Dokumente Juli 1996-Juni
1997; monatl. Erg.
eurostat Katalog.
Veröffentlichungen und elektronische Dienste. 1997. Erg. durch monatl.
Neuerscheinungslisten u.d.T. neu erschienen. Bestellungen direkt
an EUR-OP, seinen Vertreter in Deutschland, den Verl. Bundesanzeiger oder
den Buchhandel.
2. EG-Periodika, die regelmäßig
amtliches Schrifttum verzeichnen; es folgt eine Auswahl mit Kurzhinweisen:
EUR-OP News.
Informationen des Verlagshauses der EG; viertelj., kostenlos, farbig gestaltet,
populär aufgemacht, unter Schlagworten oder Themen aktuelle Literaturhinweise
mit Bezugsadressen, z. T. mit Direktansprechpartnern bei den EU-Dienststellen
(und diese antworten in der Mehrzahl auch prompt) sowie Angaben über
kostenlose oder kostenpflichtige Verteilung. Problematisch: Nur der Insider
kann aus der (eventuell) beigefügten Katalognummer erkennen, daß
der aufgeführte deutsche Titel nur in englischer Sprache erhältlich
ist. Beispiel aus 3/96: ‘Kanaltunnel. Auswirkungen auf die Regionen der
EU’. KatNr CX-85-94-599-EN-C. Bezug: EUR-OP, 2, rue Mercier, L-2985
Luxemburg.
Neuerscheinungen über
die Europäische Union eingegangen in der Bibliothek. Hrsg. von
der Bibliothek der Europäischen Kommission in Brüssel, listet
EG/EU Veröffentlichungen und Dokumente - auch solche, die nicht in
den Katalogen von EUR-OP erscheinen -, Sekundärliteratur, auch ausgewählte
Zeitschriftenartikel. Positiv: mehrere Register, insbes. das Titelregister;
Einzeltitelaufnahmen für jede in der Bibliothek vorhandene Sprachversion.

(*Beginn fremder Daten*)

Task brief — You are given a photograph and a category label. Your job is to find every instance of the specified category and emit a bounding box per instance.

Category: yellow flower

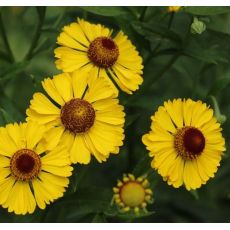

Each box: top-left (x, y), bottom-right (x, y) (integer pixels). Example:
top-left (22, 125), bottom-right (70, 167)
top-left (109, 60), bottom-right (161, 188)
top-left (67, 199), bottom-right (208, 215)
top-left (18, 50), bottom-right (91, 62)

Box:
top-left (142, 99), bottom-right (225, 190)
top-left (27, 68), bottom-right (125, 164)
top-left (0, 122), bottom-right (72, 215)
top-left (113, 174), bottom-right (153, 213)
top-left (168, 6), bottom-right (181, 12)
top-left (54, 19), bottom-right (143, 94)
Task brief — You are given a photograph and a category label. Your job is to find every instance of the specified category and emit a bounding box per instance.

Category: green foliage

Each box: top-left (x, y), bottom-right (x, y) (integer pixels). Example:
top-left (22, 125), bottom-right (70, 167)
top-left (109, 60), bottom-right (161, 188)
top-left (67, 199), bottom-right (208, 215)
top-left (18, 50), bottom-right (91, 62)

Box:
top-left (0, 6), bottom-right (230, 223)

Ungünstig: Sehr grobe systematische Gliederung. Papierform, monatl.
Erscheinungsweise, die jährlich in der Dezemberausgabe kumuliert.
Letzte Papierausgabe 12/1997. Danach nur noch in elektronischer Form auf
der Webseite der Kommission EUROPA (http://europa.eu.int). Bezug: Europäische
Kommission, Bibliothek, 200, rue de la Loi, B-1040 Brüssel; E-Mail-Adresse:
Bibliodiffus@DG10.CEC.BE.
European University News/Nouvelles
Universitaires Européennes. Hrsg.: Europäische Kommission,
GD X, Hochschulinformation. Berichtet in jährlich 4-5 Ausgaben über
‘Europa in Forschung und Lehre’; bietet regelmäßig eine Auswahl
wichtiger Publikationen von Gemeinschaftsinstitutionen; bei Veröffentlichungen
- z. T. mit kurzen inhaltlichen Charakterisierungen -, die direkt vom Herausgeber
zu beziehen sind, werden Ansprechpartner, Adresse, Telefon- und Faxnummer
genannt. Bezug: Europäische Kommission, GD X, Hochschulinformation,
200, rue de la Loi, B-1040 Brüssel.
Research Newsletter.
Hrsg.: Europäisches Parlament, GD Wissenschaft. Zuletzt im Jahresabstand
erschienen; verzeichnet die von der Generaldirektion Wissenschaft des EP
veröffentlichten Arbeitspapiere, die - in erster Linie zur Erleichterung
der Arbeit der Europa-Parlamentarier gedacht - auf begründete Anfrage
kostenlos überlassen werden; nennt die vorhandenen Sprachversionen.
Themenspektrum der Arbeitspapiere: alle Bereiche der Gemeinschaftspolitiken.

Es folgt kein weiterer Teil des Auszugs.